How Do You Get Scabies?
A scabies rash is actually an infestation, which means that the mite must be eliminated in order to get rid of the problem. Scabies is very contagious, but you can only get it through close contact. That’s because the mites don’t fly or jump – they must be transmitted directly from the skin of one person to the skin of another.
Understanding the question "how do you get scabies" is easy, but the answer to “how to avoid scabies" is much more difficult. That’s because scabies can be spread through very simple contact, such as holding hands or even sitting close together on a school bus.
However, the more skin-to-skin contact you have, the more likely scabies will be transmitted. That’s why a scabies rash can develop soon after you have sexual relations with someone who is already infested. Skin-to-skin contact to get the scabies rash usually takes 15-20 minutes, so it isn’t instantaneous.
Keep in mind that the mites can only live away from the skin for about 36 hours at the most. That means you are unlikely to catch scabies from towels or bedding. However, if you use the linens in the same way as the other person does – for instance, if you are sleeping in bed with them – you might wind up with a scabies rash.
What Does Scabies Rash Look Like?
The first sign of a scabies rash is itching, even before you see any signs. Scabies rash is usually made up of tiny red bumps or blisters which usually spread over one particular area of the body. For young children, the rash is usually on the face, neck, palms, head, and soles of the feet. For adults, it might show up anywhere. When you scratch the scabies rash, it makes it worse, and the bumps can turn into sores. That can then lead to an infection.

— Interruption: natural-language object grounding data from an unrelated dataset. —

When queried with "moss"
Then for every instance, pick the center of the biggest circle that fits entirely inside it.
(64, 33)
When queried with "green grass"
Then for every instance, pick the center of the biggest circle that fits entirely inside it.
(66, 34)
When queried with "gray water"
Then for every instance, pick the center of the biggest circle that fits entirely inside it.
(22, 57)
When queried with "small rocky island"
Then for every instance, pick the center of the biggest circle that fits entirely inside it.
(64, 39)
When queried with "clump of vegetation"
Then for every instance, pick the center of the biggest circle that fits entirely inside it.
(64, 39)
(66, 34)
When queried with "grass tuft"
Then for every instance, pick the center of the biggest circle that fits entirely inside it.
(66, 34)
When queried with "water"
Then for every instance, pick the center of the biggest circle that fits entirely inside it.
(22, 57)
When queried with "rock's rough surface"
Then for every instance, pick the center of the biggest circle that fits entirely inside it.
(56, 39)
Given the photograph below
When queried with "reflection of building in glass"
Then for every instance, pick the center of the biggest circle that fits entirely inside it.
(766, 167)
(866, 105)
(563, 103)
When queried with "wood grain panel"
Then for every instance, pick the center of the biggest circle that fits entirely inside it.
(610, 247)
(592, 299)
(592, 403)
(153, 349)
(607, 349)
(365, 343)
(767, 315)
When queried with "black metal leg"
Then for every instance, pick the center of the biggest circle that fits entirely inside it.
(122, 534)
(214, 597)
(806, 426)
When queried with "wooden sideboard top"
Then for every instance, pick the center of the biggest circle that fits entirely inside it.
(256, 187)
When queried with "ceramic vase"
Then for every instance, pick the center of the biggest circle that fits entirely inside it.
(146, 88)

Many people mistake a scabies rash for a simple bite from a bug, such as a mosquito or flea. But over time, the rash gets worse. What's more, you need to know that not every bump you see has a mite underneath; there are usually no more than 10 to 15 mites on a person, even though it might feel and look like a lot more.
How to Treat Scabies Rash Medically
There are numerous medications available that have been proved to be very effective against scabies. Here are a few of the drugs your doctor might prescribe for you:
Lindane. This chemical treatment might be a cream, lotion or shampoo, depending upon the area where you have a scabies rash. It is very strong and should not be used by pregnant women, young children or those with compromised immune systems.
Eurax. This is a non-chemical application that is perfect for young children and even babies. It should be applied as directed by the doctor.
Elimite. This is a very popular medication that is filled with chemicals that target the mites. It is important to leave the cream on the skin for several hours. It can be safely used by almost anyone, including pregnant women.
Stromectol. Those who have compromised immune systems or are facing a tough case of scabies rash might take this medication, which comes in pill form.
More Tips of Getting Rid of Scabies Mites
To ensure the scabies do not come back after treatment, follow these tips:
Always see a dermatologist to diagnose scabies. Remember that this is not a “dirty” problem – many people get scabies, even little infants.
Before applying the medication, get as clean as you can. The medicines should be slathered on clean, dry skin that has been recently cleaned.
Keep the lotion or cream on for anywhere from eight to fourteen hours, as directed by your physician.
Apply the medicine from the top down, from your neck to your toes. Even if you feel as though you have only one area of scabies rash, the mites could wind up elsewhere on your body, so treat it all.
Wash everything you come into contact with, including bedding, clothes and towels. Vacuum your entire home and clean around your baseboards, as well as the crevices of your mattress. You want to kill all the mites at one time.
When you do clean your house, use the hottest water in the washer, and the hottest heat in the dryer. If you can’t wash something, seal it up in plastic for at least one week.
Don’t bother treating your pets – the mites can’t survive on them, so they will not get a scabies rash.